Spatial locality: if a particular memory location is referenced at a particular time, then it is likely that nearby memory locations will be referenced in the near future. In this case it is common to attempt to guess the size and shape of the area around the current reference for which it is worthwhile to prepare faster access

This CPU behavior can be used to reduce round trip to ram by co-locating you data.

Lets take Instrument object to understand layout

- Object Layout


- Column Layout


In case of column based instrument, data is stored in integer array, if program request for single value of array , it will get next 15 element of array due to cache line transfer, but in case of normal object it will get only 7 instrument price.
Normal object layout requires double round trip to memory and that is the reason why it is slow.
If you co locate your objects then you can use CPU cache much more efficiently.
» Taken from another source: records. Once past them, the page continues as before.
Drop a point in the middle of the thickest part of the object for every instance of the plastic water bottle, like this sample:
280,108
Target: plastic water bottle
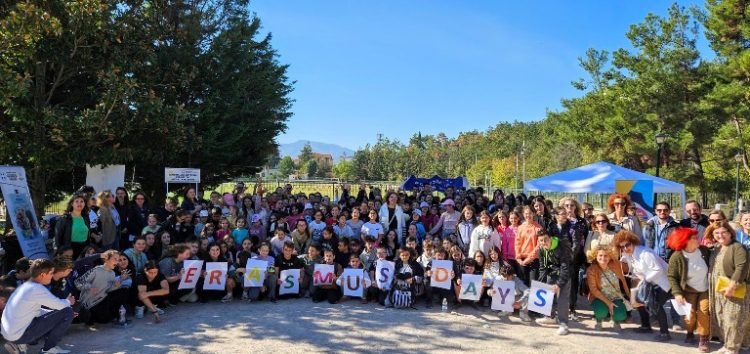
122,314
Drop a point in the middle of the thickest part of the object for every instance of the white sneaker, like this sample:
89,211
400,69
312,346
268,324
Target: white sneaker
139,312
546,321
14,348
54,350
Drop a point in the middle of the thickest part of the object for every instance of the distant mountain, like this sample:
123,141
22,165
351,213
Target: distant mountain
336,151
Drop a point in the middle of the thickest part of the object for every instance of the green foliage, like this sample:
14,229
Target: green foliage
146,84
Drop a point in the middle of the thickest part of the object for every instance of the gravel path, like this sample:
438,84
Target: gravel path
297,326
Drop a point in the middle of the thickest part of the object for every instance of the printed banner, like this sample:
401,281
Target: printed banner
17,197
505,295
103,178
216,276
353,282
190,275
323,274
641,193
289,281
471,287
384,273
541,297
182,175
255,273
441,274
Most of the real object are more complex than Instrument object that i have used and you can imagine number of round trip it require to RAM.
You can get more details of memory latency from latency-number-that-you-should-know
Just to put those number in context -

L1 Cache : 0.5 ns
Main Memory  : 100 ns ( 20x times more than L1)


How it performs in multi-threaded world.
In today's time it is impossible to get machine with single core, we live in multi core world!
Each logical core has its own private cache, so if you data structure is cache friendly then it will scale linearly as you add more threads/core to your processing.

Lets look at some number for multi threaded search.

Search latency


Loop Iteration

Both search & iteration per second is improving as more number of threads are added, this will become more effective for NUMA machines because memory access is not uniform.

Just by having CPU cache friendly layout you can improve application performance
Column layout have more benefit, more on next blog.